NAIROBI (Reuters) - Jacob Mulee, coach of Kenya’s national team Harambee Stars and of club side Tusker, was a worried man two years ago when he was caught up in the factional politics that split Kenya’s soccer federation in two.
“We had two factions of the federation, two parallel leagues running, and I was caught between a stone and a hard place. As a coach of one of the top clubs in the country, I did not know (who) to back or which league to enter my team in,” Mulee told Reuters.
Mulee is happy now, with the quarrelling over and news that Kenya is to get its first artificial pitch and a big television sponsorship deal.
“These are signs of a bright future for the game. Our players will be marketed to the world,” said Mulee.
The Kenyan game’s troubles, with the government intervening to disband the Kenyan Football Federation (KFF) and set up a caretaker committee, led world governing body FIFA to suspend the east African nation from all international competitions.
Delegations were sent from FIFA to help sort out matters and the government backed down. The rebel league fizzled out, the suspension was lifted and, for the first time in four years, Kenyan clubs played in a single Premier League. The season ended last month with Mulee’s Tusker winning the title.
November also brought news that FIFA, as part of a $70-million pan-African project, would install Kenya’s first artificial pitch in a Nairobi stadium.

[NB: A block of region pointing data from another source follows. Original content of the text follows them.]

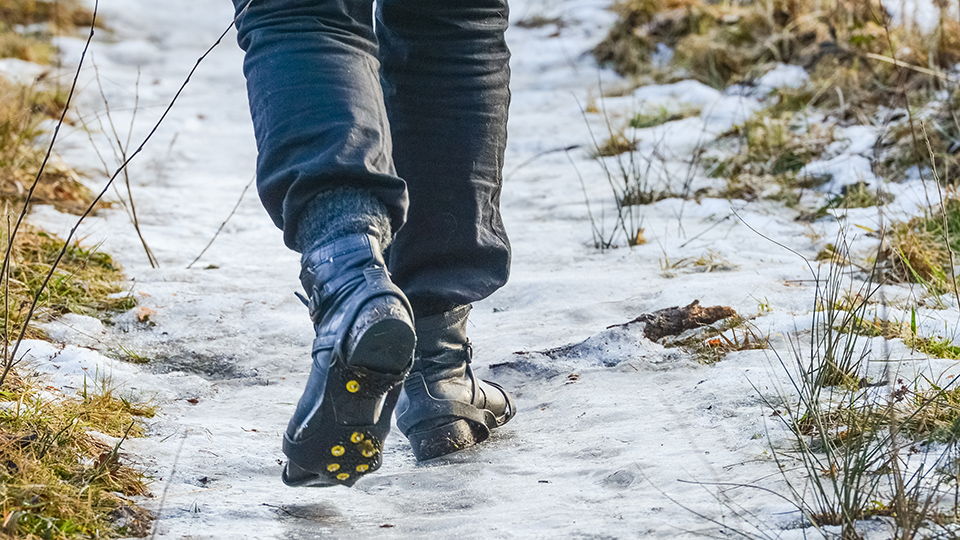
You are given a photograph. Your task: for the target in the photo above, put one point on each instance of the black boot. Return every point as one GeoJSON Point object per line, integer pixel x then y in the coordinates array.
{"type": "Point", "coordinates": [363, 350]}
{"type": "Point", "coordinates": [444, 407]}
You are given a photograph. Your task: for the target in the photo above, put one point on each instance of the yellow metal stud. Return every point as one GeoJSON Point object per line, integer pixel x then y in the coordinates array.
{"type": "Point", "coordinates": [367, 448]}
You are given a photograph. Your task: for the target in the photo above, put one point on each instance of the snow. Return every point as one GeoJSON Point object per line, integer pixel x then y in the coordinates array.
{"type": "Point", "coordinates": [616, 436]}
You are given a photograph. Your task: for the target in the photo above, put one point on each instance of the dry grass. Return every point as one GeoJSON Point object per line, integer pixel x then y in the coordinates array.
{"type": "Point", "coordinates": [917, 251]}
{"type": "Point", "coordinates": [26, 27]}
{"type": "Point", "coordinates": [846, 46]}
{"type": "Point", "coordinates": [61, 473]}
{"type": "Point", "coordinates": [22, 111]}
{"type": "Point", "coordinates": [60, 480]}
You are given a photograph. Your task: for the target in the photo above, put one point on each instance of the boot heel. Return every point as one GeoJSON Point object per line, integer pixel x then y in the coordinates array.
{"type": "Point", "coordinates": [384, 339]}
{"type": "Point", "coordinates": [445, 439]}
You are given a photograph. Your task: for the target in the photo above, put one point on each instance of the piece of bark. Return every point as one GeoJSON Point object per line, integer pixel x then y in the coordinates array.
{"type": "Point", "coordinates": [675, 320]}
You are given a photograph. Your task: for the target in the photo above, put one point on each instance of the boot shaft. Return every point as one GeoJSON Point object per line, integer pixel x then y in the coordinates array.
{"type": "Point", "coordinates": [442, 342]}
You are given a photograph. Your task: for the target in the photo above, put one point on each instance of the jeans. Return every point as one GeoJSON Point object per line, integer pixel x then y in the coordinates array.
{"type": "Point", "coordinates": [412, 108]}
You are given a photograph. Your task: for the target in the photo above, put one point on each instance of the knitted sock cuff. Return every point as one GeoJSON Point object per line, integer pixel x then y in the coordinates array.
{"type": "Point", "coordinates": [341, 212]}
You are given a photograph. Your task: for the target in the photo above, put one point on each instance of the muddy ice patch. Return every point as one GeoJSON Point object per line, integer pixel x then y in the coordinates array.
{"type": "Point", "coordinates": [640, 343]}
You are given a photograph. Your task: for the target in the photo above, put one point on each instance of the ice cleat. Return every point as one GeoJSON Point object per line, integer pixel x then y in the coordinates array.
{"type": "Point", "coordinates": [443, 407]}
{"type": "Point", "coordinates": [363, 350]}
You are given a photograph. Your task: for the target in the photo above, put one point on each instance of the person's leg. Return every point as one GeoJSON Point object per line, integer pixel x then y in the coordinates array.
{"type": "Point", "coordinates": [445, 68]}
{"type": "Point", "coordinates": [318, 112]}
{"type": "Point", "coordinates": [326, 177]}
{"type": "Point", "coordinates": [445, 72]}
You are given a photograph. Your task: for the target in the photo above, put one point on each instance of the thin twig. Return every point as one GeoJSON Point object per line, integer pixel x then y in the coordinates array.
{"type": "Point", "coordinates": [143, 143]}
{"type": "Point", "coordinates": [224, 224]}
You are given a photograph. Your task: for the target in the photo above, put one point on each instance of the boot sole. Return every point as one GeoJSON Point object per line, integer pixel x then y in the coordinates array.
{"type": "Point", "coordinates": [344, 438]}
{"type": "Point", "coordinates": [461, 433]}
{"type": "Point", "coordinates": [446, 439]}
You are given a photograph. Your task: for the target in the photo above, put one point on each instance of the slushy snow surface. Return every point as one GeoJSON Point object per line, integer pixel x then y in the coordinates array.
{"type": "Point", "coordinates": [616, 436]}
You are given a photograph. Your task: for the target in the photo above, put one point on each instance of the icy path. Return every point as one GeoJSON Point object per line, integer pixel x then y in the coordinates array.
{"type": "Point", "coordinates": [600, 441]}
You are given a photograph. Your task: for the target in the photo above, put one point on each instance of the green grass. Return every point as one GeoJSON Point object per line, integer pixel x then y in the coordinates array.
{"type": "Point", "coordinates": [59, 481]}
{"type": "Point", "coordinates": [844, 45]}
{"type": "Point", "coordinates": [57, 478]}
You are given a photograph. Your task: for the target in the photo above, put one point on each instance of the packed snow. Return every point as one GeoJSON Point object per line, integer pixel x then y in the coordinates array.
{"type": "Point", "coordinates": [616, 436]}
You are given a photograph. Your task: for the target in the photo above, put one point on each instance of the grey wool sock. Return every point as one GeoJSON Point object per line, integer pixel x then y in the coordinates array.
{"type": "Point", "coordinates": [341, 212]}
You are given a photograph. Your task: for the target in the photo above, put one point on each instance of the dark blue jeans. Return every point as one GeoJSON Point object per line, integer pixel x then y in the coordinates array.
{"type": "Point", "coordinates": [414, 112]}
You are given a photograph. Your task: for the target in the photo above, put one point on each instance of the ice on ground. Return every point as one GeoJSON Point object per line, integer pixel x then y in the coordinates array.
{"type": "Point", "coordinates": [615, 436]}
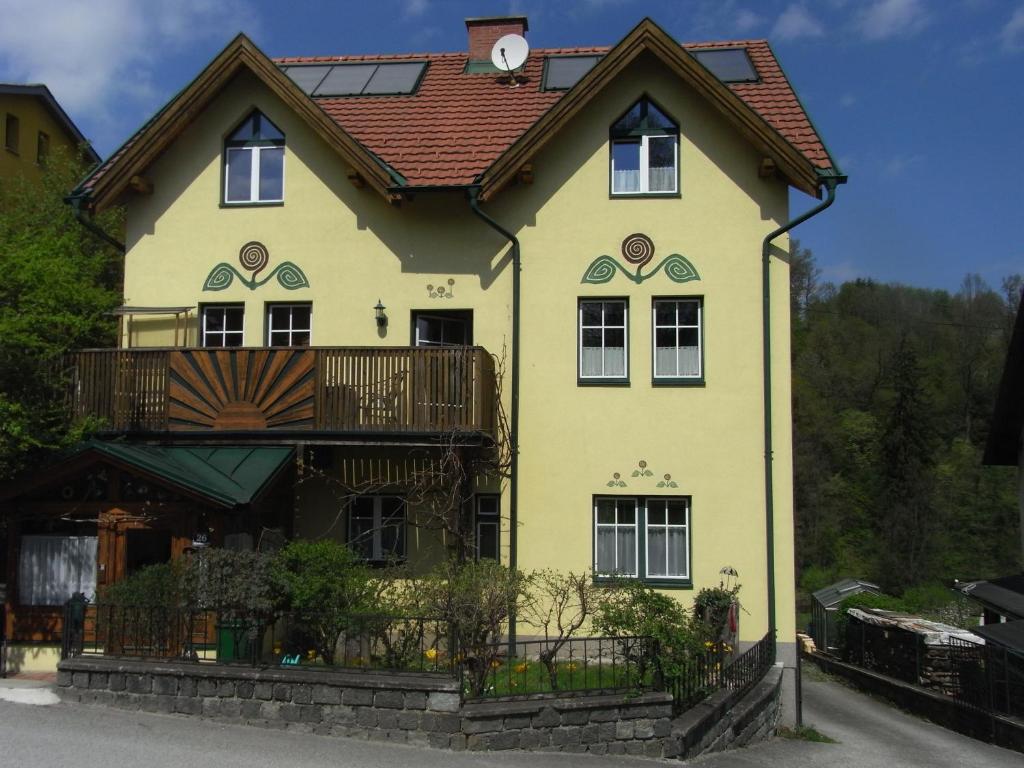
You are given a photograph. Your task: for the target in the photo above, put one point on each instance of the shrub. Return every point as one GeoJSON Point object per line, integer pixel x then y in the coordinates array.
{"type": "Point", "coordinates": [155, 586]}
{"type": "Point", "coordinates": [562, 602]}
{"type": "Point", "coordinates": [475, 598]}
{"type": "Point", "coordinates": [711, 608]}
{"type": "Point", "coordinates": [326, 586]}
{"type": "Point", "coordinates": [629, 607]}
{"type": "Point", "coordinates": [231, 583]}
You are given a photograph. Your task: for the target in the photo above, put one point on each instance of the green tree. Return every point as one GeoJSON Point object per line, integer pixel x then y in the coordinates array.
{"type": "Point", "coordinates": [57, 283]}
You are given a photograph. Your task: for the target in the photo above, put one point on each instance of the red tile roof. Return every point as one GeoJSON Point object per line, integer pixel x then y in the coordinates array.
{"type": "Point", "coordinates": [457, 124]}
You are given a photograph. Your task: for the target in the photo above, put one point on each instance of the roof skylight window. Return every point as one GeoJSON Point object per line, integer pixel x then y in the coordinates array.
{"type": "Point", "coordinates": [728, 65]}
{"type": "Point", "coordinates": [561, 73]}
{"type": "Point", "coordinates": [377, 79]}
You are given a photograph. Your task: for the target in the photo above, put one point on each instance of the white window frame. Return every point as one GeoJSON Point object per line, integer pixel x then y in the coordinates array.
{"type": "Point", "coordinates": [645, 165]}
{"type": "Point", "coordinates": [291, 330]}
{"type": "Point", "coordinates": [377, 547]}
{"type": "Point", "coordinates": [254, 177]}
{"type": "Point", "coordinates": [603, 327]}
{"type": "Point", "coordinates": [653, 337]}
{"type": "Point", "coordinates": [445, 321]}
{"type": "Point", "coordinates": [223, 334]}
{"type": "Point", "coordinates": [647, 525]}
{"type": "Point", "coordinates": [635, 525]}
{"type": "Point", "coordinates": [482, 519]}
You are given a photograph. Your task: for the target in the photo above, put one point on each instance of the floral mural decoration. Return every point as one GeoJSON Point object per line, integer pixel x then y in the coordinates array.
{"type": "Point", "coordinates": [638, 250]}
{"type": "Point", "coordinates": [254, 257]}
{"type": "Point", "coordinates": [441, 292]}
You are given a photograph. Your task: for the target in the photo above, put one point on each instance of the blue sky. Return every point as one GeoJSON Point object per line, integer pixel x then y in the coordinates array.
{"type": "Point", "coordinates": [920, 100]}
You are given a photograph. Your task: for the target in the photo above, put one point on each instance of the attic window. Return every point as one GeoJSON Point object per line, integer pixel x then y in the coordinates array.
{"type": "Point", "coordinates": [358, 79]}
{"type": "Point", "coordinates": [644, 152]}
{"type": "Point", "coordinates": [561, 73]}
{"type": "Point", "coordinates": [728, 65]}
{"type": "Point", "coordinates": [254, 162]}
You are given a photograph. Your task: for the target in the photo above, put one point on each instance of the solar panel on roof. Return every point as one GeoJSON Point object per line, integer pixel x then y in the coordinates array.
{"type": "Point", "coordinates": [307, 78]}
{"type": "Point", "coordinates": [561, 73]}
{"type": "Point", "coordinates": [345, 80]}
{"type": "Point", "coordinates": [728, 65]}
{"type": "Point", "coordinates": [400, 77]}
{"type": "Point", "coordinates": [385, 78]}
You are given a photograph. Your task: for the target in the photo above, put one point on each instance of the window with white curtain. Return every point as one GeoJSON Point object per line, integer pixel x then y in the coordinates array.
{"type": "Point", "coordinates": [51, 568]}
{"type": "Point", "coordinates": [677, 338]}
{"type": "Point", "coordinates": [644, 152]}
{"type": "Point", "coordinates": [603, 345]}
{"type": "Point", "coordinates": [643, 537]}
{"type": "Point", "coordinates": [615, 537]}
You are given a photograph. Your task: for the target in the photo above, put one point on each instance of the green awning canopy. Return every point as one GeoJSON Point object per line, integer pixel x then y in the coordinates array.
{"type": "Point", "coordinates": [227, 475]}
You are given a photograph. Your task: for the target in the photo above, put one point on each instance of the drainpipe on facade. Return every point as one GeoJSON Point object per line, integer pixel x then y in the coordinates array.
{"type": "Point", "coordinates": [829, 182]}
{"type": "Point", "coordinates": [75, 201]}
{"type": "Point", "coordinates": [474, 193]}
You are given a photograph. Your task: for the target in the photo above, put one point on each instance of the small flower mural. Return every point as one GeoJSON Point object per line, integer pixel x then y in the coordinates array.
{"type": "Point", "coordinates": [441, 292]}
{"type": "Point", "coordinates": [616, 481]}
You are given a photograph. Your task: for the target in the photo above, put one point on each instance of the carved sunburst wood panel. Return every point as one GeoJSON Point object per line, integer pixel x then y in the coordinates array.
{"type": "Point", "coordinates": [242, 389]}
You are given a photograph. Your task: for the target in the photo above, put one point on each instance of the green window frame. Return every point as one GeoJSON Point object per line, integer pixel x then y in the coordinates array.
{"type": "Point", "coordinates": [648, 538]}
{"type": "Point", "coordinates": [644, 153]}
{"type": "Point", "coordinates": [254, 163]}
{"type": "Point", "coordinates": [677, 339]}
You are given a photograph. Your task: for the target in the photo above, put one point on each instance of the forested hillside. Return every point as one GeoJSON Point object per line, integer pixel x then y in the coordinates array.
{"type": "Point", "coordinates": [893, 393]}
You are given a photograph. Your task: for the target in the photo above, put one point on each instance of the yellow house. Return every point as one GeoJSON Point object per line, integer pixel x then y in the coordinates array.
{"type": "Point", "coordinates": [546, 292]}
{"type": "Point", "coordinates": [33, 127]}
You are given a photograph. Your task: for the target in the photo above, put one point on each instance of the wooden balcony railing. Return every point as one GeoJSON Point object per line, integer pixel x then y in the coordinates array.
{"type": "Point", "coordinates": [323, 389]}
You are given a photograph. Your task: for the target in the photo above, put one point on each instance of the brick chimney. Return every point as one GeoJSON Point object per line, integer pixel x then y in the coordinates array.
{"type": "Point", "coordinates": [484, 32]}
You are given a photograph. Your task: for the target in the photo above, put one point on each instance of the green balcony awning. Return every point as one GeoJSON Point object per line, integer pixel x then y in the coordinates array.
{"type": "Point", "coordinates": [226, 475]}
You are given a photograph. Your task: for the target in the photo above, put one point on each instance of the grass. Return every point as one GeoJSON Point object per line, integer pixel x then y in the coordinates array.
{"type": "Point", "coordinates": [805, 733]}
{"type": "Point", "coordinates": [516, 677]}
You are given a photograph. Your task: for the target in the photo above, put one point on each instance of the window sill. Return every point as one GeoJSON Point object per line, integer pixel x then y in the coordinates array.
{"type": "Point", "coordinates": [271, 204]}
{"type": "Point", "coordinates": [602, 382]}
{"type": "Point", "coordinates": [656, 582]}
{"type": "Point", "coordinates": [644, 196]}
{"type": "Point", "coordinates": [678, 382]}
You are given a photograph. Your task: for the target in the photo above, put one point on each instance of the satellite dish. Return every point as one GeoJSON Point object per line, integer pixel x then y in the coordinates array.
{"type": "Point", "coordinates": [510, 53]}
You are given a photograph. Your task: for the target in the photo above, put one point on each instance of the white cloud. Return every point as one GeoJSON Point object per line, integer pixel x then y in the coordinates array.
{"type": "Point", "coordinates": [900, 164]}
{"type": "Point", "coordinates": [1012, 35]}
{"type": "Point", "coordinates": [795, 23]}
{"type": "Point", "coordinates": [884, 19]}
{"type": "Point", "coordinates": [415, 8]}
{"type": "Point", "coordinates": [745, 20]}
{"type": "Point", "coordinates": [100, 57]}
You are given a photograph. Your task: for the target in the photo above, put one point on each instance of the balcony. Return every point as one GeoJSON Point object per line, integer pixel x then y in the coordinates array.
{"type": "Point", "coordinates": [397, 391]}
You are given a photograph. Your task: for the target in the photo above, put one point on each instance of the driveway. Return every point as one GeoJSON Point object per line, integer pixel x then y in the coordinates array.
{"type": "Point", "coordinates": [870, 734]}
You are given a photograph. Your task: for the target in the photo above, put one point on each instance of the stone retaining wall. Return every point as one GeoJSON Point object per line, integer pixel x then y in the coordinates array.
{"type": "Point", "coordinates": [720, 722]}
{"type": "Point", "coordinates": [423, 710]}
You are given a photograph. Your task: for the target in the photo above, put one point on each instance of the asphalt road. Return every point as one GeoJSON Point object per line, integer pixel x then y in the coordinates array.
{"type": "Point", "coordinates": [871, 734]}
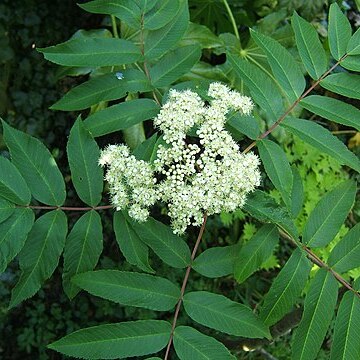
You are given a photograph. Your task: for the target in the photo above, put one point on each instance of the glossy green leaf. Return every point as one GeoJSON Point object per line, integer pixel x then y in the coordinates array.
{"type": "Point", "coordinates": [115, 341]}
{"type": "Point", "coordinates": [133, 249]}
{"type": "Point", "coordinates": [216, 261]}
{"type": "Point", "coordinates": [283, 65]}
{"type": "Point", "coordinates": [297, 193]}
{"type": "Point", "coordinates": [329, 214]}
{"type": "Point", "coordinates": [344, 84]}
{"type": "Point", "coordinates": [161, 14]}
{"type": "Point", "coordinates": [310, 48]}
{"type": "Point", "coordinates": [346, 254]}
{"type": "Point", "coordinates": [103, 88]}
{"type": "Point", "coordinates": [245, 124]}
{"type": "Point", "coordinates": [6, 209]}
{"type": "Point", "coordinates": [94, 52]}
{"type": "Point", "coordinates": [286, 288]}
{"type": "Point", "coordinates": [264, 208]}
{"type": "Point", "coordinates": [333, 109]}
{"type": "Point", "coordinates": [353, 46]}
{"type": "Point", "coordinates": [222, 314]}
{"type": "Point", "coordinates": [322, 139]}
{"type": "Point", "coordinates": [12, 185]}
{"type": "Point", "coordinates": [318, 311]}
{"type": "Point", "coordinates": [160, 41]}
{"type": "Point", "coordinates": [83, 247]}
{"type": "Point", "coordinates": [40, 254]}
{"type": "Point", "coordinates": [36, 165]}
{"type": "Point", "coordinates": [130, 288]}
{"type": "Point", "coordinates": [170, 248]}
{"type": "Point", "coordinates": [351, 63]}
{"type": "Point", "coordinates": [191, 344]}
{"type": "Point", "coordinates": [121, 116]}
{"type": "Point", "coordinates": [262, 88]}
{"type": "Point", "coordinates": [345, 344]}
{"type": "Point", "coordinates": [256, 251]}
{"type": "Point", "coordinates": [277, 168]}
{"type": "Point", "coordinates": [13, 233]}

Hard on the heels of that announcement came news that a pay television channel with a global audience had entered into a four-year, $5.5-million sponsorship deal to showcase Kenyan soccer.
The agreement with South African-owned SuperSport International to sponsor the Premier League from next year was signed on November 24 and was hailed as a milestone by club officials.
Kenya Premier League (KPL) vice-chairman Gerald Chege said the specific amounts to be paid to clubs had not yet been agreed but would be known by the time the league started up again in February.
He said each Premier League club might receive between 2.5 million and three million Kenyan shillings ($40,390 to $48,470), a big bonus for clubs used to surviving on shoestring budgets.
The artificial pitch, being laid under a FIFA 2010 World Cup initiative, will cost 42 million Kenyan shillings and will be at the 15,000-seat Nairobi City Stadium, not far from the central business district.
The stadium, built by the colonial government in the early 1920s, was the first in the Kenyan capital before the 35,000-seater Nyayo National Stadium and the Chinese-built, 65,000-seater Moi International Sports Stadium were added in the 1980s.
Under the FIFA initiative, all but one of Africa’s 53 member countries will get artificial pitches, the exception being 2010 World Cup hosts South Africa.
FIFA’s development officer in charge of Africa, Ashford Mamelodi, said the project would ensure that every country on the continent got some benefit from the first World Cup to be staged there.
“Every country in Africa will win something, even those who will not be at the finals. This is why FIFA takes the project seriously,” Mamelodi told reporters.
KFF secretary Sammy Obingo said Kenya wanted to put its troubles behind it and look forward.
“Those wrangles drew us so much behind,” Obingo said. “We want to market Kenya as a destination for European teams who’ll be going to the 2010 World Cup.”